Eine mögliche Lösung hat die Brüsseler Nichtregierungsorganisation "International Crisis Group" (ICG) vorgeschlagen. Darin listet die ICG drei Schlüsselelemente auf, die beiden Seiten eine Einigung ohne Gesichtsverlust ermöglichen könnten. So ist ein bilateraler Vertrag zwischen Mazedonien und Griechenland vorgesehen, der Griechenland berechtigt, für seinen Nachbarn die Bezeichnung "Ober-Mazedonien" oder eine andere zusammengesetzte Formel zu verwenden. Gleichzeitig dürfen Unternehmen beider Staaten für Waren und Dienstleistungen, die auf dem jeweiligen Territorium produziert werden, den Namen "Mazedonien" führen. Demgegenüber wird Mazedonien von der internationalen Staatengemeinschaft unter dem verfassungsmäßigen Namen "Republika Makedonija" anerkannt.

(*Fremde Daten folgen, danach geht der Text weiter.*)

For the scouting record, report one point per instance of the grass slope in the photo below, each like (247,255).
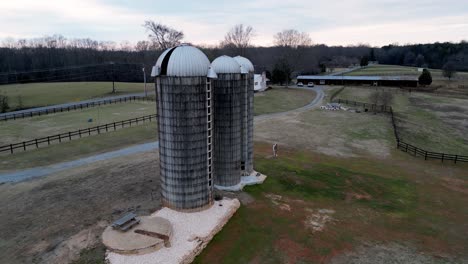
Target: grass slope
(42,94)
(383,206)
(42,126)
(281,99)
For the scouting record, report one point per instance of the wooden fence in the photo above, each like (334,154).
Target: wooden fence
(401,145)
(67,136)
(77,106)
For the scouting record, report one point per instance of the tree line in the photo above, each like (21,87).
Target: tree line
(293,53)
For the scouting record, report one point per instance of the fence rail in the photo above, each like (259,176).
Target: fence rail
(401,145)
(38,142)
(77,106)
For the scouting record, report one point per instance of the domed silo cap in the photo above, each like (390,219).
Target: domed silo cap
(226,64)
(245,63)
(182,61)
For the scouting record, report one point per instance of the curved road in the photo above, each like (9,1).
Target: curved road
(46,170)
(44,108)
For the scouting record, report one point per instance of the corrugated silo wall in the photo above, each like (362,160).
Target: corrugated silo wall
(227,91)
(244,102)
(182,124)
(250,124)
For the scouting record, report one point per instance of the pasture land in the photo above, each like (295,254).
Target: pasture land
(312,208)
(335,133)
(339,189)
(29,128)
(428,121)
(458,86)
(42,126)
(79,148)
(318,209)
(281,100)
(43,94)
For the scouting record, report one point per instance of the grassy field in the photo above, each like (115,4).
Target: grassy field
(458,86)
(83,147)
(281,99)
(389,70)
(314,208)
(338,184)
(42,126)
(42,94)
(275,100)
(428,121)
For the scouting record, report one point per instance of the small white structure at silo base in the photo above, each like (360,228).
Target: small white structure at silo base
(191,234)
(252,179)
(260,82)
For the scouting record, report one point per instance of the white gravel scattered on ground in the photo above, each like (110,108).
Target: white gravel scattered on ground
(192,232)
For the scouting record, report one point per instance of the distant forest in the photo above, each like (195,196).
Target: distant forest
(23,62)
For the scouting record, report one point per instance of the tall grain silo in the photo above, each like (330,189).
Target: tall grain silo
(227,93)
(247,114)
(184,106)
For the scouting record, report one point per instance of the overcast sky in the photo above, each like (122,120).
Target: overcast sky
(332,22)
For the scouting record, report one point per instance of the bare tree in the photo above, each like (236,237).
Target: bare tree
(448,70)
(239,37)
(292,38)
(162,36)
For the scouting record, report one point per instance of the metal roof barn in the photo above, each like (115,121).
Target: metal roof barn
(399,81)
(184,106)
(247,115)
(227,92)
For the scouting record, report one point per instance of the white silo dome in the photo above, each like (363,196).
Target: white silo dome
(183,61)
(244,62)
(225,64)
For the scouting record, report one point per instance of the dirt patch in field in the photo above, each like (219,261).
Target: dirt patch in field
(457,185)
(318,218)
(390,253)
(453,112)
(49,220)
(339,134)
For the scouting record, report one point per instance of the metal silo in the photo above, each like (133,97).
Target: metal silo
(247,113)
(227,94)
(184,106)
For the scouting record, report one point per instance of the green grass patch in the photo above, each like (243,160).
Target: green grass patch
(289,176)
(42,94)
(281,99)
(19,130)
(79,148)
(95,255)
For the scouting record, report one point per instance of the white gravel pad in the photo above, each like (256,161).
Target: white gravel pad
(191,234)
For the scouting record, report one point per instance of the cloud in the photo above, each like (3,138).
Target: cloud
(331,22)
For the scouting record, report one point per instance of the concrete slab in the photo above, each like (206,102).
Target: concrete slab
(191,234)
(252,179)
(140,239)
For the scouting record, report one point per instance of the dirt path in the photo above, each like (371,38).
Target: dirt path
(51,219)
(47,170)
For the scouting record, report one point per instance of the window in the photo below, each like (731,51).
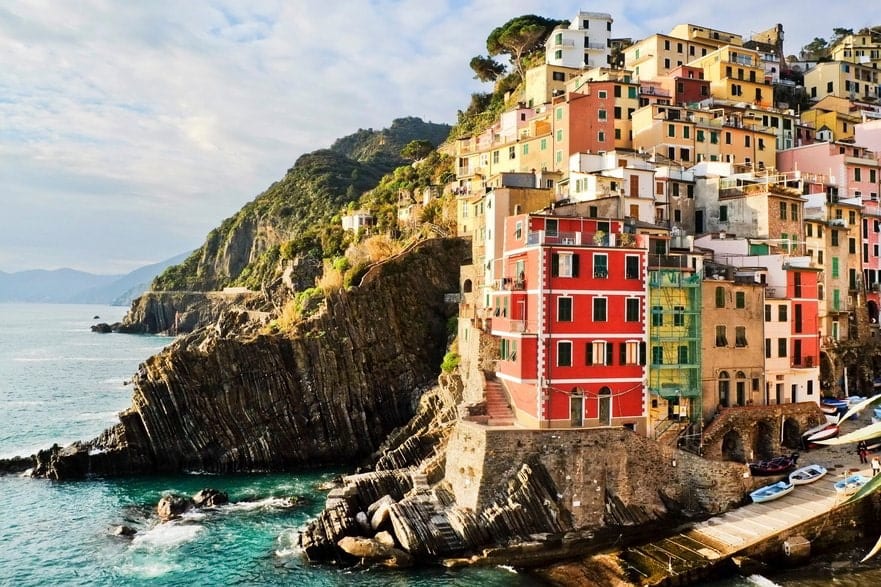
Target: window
(564,309)
(657,355)
(564,265)
(721,336)
(600,266)
(657,316)
(598,353)
(632,310)
(631,354)
(682,357)
(599,310)
(631,267)
(564,353)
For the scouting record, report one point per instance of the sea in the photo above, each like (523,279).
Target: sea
(60,382)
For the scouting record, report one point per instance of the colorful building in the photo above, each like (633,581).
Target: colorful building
(569,314)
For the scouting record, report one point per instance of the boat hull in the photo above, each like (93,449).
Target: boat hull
(806,475)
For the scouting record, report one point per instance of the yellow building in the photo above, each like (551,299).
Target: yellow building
(736,74)
(835,114)
(658,55)
(863,47)
(845,80)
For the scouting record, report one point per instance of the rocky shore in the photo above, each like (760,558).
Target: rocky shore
(330,392)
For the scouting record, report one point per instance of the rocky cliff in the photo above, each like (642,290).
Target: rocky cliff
(330,392)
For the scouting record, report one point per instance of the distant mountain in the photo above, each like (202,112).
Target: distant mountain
(68,286)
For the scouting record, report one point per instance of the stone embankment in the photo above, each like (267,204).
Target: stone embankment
(522,497)
(330,392)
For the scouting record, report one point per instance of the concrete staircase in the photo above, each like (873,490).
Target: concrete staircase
(497,408)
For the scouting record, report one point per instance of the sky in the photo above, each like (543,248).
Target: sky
(128,130)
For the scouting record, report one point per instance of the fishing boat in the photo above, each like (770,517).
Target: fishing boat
(771,492)
(830,410)
(806,475)
(850,485)
(775,466)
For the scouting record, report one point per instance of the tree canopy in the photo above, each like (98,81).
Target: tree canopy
(486,69)
(520,36)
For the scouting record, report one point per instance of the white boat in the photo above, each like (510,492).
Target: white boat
(851,484)
(806,475)
(826,432)
(771,492)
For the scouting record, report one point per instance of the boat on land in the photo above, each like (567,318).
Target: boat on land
(776,466)
(805,475)
(771,492)
(851,484)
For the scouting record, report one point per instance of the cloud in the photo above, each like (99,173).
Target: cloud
(129,129)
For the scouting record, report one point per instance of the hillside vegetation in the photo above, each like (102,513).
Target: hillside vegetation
(299,214)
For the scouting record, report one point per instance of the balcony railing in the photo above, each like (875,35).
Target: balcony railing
(594,239)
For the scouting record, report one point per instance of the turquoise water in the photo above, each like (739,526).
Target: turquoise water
(59,382)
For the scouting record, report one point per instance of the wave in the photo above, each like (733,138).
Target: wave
(268,503)
(166,535)
(761,581)
(287,544)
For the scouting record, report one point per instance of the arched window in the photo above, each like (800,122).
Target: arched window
(604,407)
(724,389)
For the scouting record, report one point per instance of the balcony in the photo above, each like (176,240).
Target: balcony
(590,239)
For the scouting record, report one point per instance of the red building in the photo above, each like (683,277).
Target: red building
(801,288)
(569,314)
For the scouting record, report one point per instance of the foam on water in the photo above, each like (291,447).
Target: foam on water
(167,535)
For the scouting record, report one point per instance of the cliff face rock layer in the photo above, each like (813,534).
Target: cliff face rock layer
(328,393)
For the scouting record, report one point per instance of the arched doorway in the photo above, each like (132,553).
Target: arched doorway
(732,447)
(740,388)
(791,434)
(765,441)
(604,409)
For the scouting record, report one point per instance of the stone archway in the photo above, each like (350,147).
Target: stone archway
(791,434)
(732,447)
(765,441)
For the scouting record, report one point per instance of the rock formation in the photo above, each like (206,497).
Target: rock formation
(328,393)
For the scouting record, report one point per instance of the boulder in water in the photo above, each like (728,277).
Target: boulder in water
(172,506)
(374,552)
(210,498)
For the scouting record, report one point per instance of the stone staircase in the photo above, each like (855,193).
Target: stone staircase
(497,408)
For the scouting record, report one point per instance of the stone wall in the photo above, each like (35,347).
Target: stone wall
(603,476)
(754,432)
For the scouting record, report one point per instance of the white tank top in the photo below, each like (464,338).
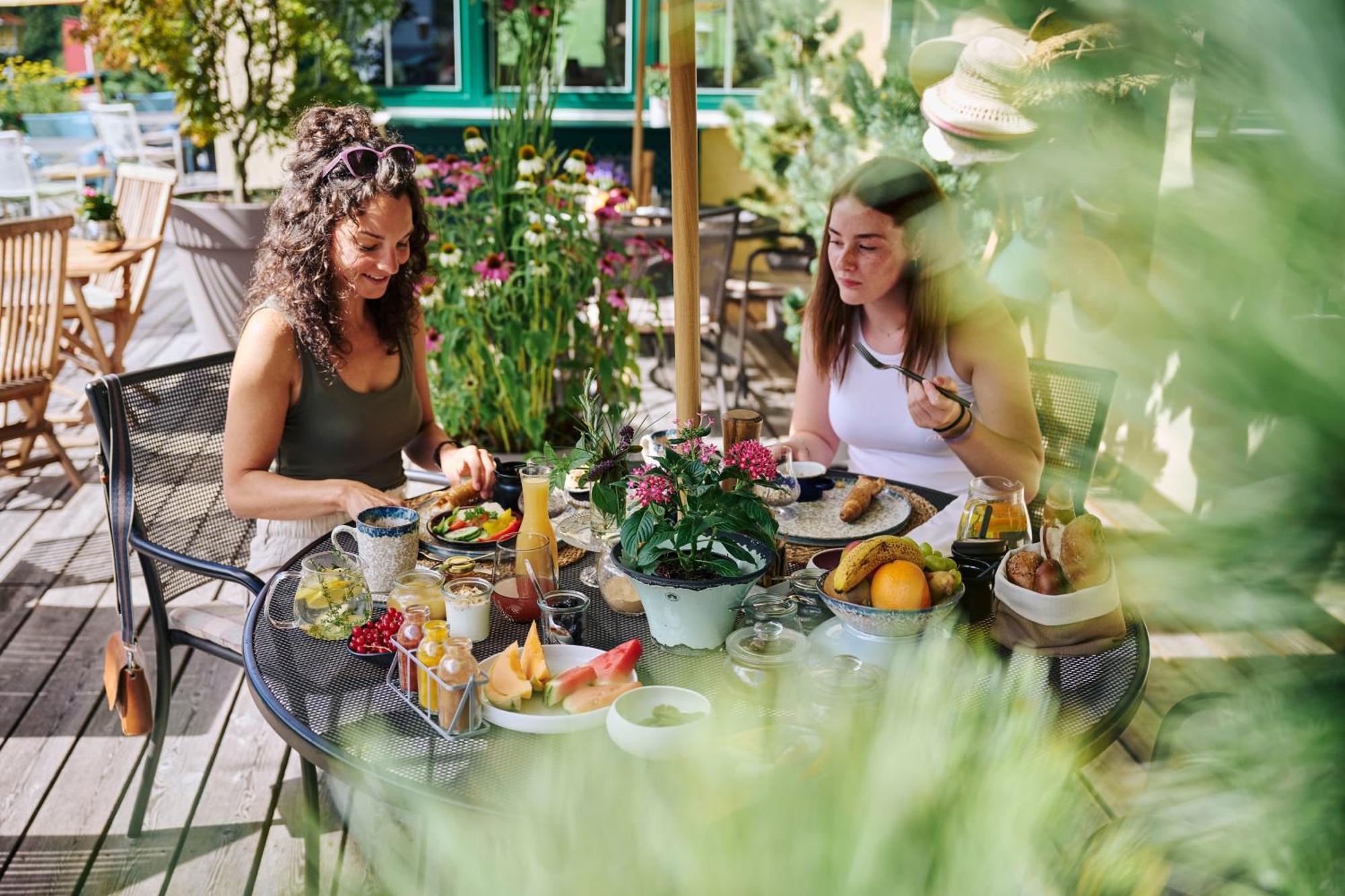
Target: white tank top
(868,411)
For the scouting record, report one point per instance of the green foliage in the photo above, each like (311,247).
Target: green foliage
(36,87)
(243,69)
(684,512)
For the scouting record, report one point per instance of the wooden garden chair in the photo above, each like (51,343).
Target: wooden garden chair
(143,197)
(33,288)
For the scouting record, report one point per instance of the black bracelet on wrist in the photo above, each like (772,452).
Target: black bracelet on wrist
(440,448)
(962,413)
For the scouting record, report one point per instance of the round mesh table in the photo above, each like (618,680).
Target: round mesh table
(338,712)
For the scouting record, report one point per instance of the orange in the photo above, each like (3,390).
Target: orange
(899,585)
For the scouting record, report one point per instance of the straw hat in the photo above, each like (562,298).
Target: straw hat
(933,61)
(974,101)
(961,153)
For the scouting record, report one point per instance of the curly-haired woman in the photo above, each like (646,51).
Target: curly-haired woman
(329,382)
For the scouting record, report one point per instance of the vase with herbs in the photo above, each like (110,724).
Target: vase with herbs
(99,221)
(693,548)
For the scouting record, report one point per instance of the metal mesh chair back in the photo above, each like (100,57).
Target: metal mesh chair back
(1073,404)
(176,416)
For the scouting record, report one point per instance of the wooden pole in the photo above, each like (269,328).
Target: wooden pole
(687,236)
(638,188)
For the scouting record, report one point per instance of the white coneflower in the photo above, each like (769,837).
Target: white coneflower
(575,165)
(473,140)
(529,163)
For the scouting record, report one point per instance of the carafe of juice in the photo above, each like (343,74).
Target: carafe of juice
(431,651)
(537,490)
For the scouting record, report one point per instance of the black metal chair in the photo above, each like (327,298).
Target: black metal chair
(184,532)
(1073,403)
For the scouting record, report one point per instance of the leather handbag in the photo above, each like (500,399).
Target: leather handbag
(123,671)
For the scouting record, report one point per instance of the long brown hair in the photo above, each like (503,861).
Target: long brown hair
(910,196)
(295,261)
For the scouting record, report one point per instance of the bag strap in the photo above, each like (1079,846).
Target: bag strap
(122,507)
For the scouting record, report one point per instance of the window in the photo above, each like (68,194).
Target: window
(419,49)
(592,49)
(726,44)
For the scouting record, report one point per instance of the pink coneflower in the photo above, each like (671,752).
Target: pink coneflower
(754,459)
(653,490)
(434,341)
(494,268)
(638,247)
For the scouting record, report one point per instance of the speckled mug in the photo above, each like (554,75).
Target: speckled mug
(387,540)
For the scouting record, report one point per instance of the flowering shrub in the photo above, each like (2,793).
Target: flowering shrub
(528,294)
(684,513)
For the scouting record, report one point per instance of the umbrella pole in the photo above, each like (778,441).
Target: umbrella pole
(687,237)
(638,188)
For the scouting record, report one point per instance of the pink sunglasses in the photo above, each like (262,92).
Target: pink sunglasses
(362,162)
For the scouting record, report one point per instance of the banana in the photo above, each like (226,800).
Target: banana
(859,563)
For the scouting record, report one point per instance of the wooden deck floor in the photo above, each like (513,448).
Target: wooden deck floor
(228,787)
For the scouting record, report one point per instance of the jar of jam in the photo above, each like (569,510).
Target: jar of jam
(410,637)
(430,653)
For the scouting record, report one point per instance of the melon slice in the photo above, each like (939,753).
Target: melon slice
(509,686)
(535,659)
(597,697)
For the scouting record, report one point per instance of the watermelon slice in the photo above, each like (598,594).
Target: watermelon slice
(568,682)
(617,663)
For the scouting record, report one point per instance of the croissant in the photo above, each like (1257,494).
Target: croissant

Momentan wird eine Kommission einberufen, bei der ein mazedonischer Vertreter (Nikola Dimitrov) ein griechischer (N.N.) und ein internationaler Vermittler (Cyrus Vance) über mögliche Lösungen verhandeln werden. Es wird erwartet, dass der Vorschlag der ICG angenommen wird und dass Griechenland bilateral einen zusammengesetzten Namen verwenden wird. Auf internationaler Ebene wird Mazedonien jedoch unter der verfassungsmäßigen Bezeichnung in allen Organisationen vertreten sein.